In my imaginings, the dog and I would walk quite a while by the stream. Maybe not down to the Narrows, but at least far enough to leave our house and yard behind. Alas, reality and imaginings don’t always coincide. I hadn’t counted on the snow-covered leaves being so slippery. I hadn’t remembered the banks of the stream being so steep. As I inched my way along, with the dog trotting lightly ahead of me, I looked for a stick to help steady myself. I found one, and as I crossed a hilly ledge that went from one side of the stream to the other, I idly reflected on how much it would cramp Christmas if I fell and broke either an arm or a leg.
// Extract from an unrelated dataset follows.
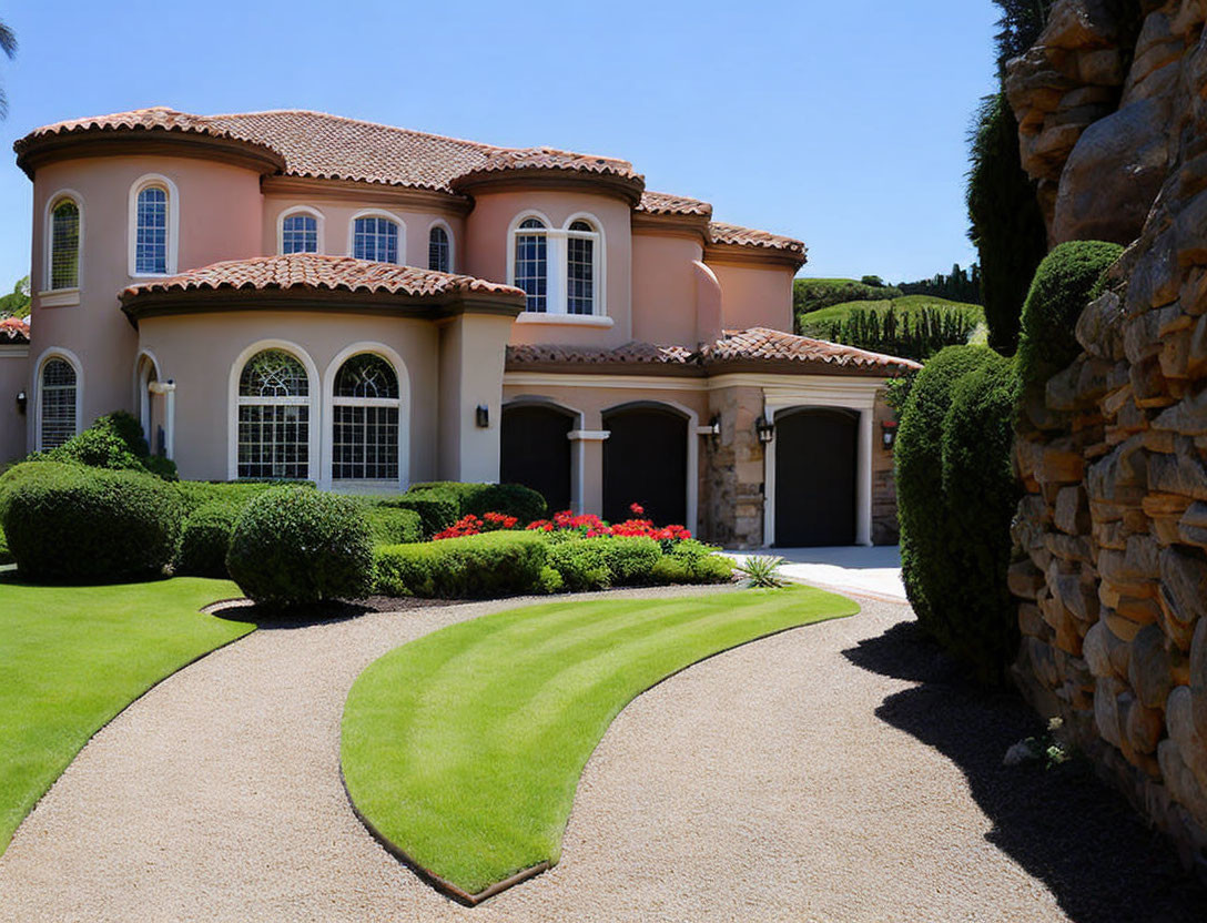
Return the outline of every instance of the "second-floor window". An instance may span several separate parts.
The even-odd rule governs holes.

This vision of handicap trumped the vision of walking by the stream, and I decided it was time to turn around. Before I did, I stopped for a bit, listening to the sound of water rushing under a skim of ice. Not far from where I stood, I saw animal tracks—deer and squirrels and who knows what else. Beyond the animal tracks was a great tree that had fallen, reminding me of the bleached skeleton of a whale.
Slowly, slowly, I made my way back to the house, where I found a package—a Daedalus order—waiting for me. I hadn’t gone very far, but I had heard the stream and had felt the presence of the forest. I was chilly enough for a cup of tea and ready for a sample of the raspberry bars.
The dog was ready, too, and after sharing a bar with me, he took a nap in his spot by my desk while I wrote this piece.
Next time the dog and I walk in the woods, we will stick to the trails. My knees are simply too stiff to deal with slippery banks. Still, it was a fine thing to stand by the stream and listen to the water and to feel the forest all around me.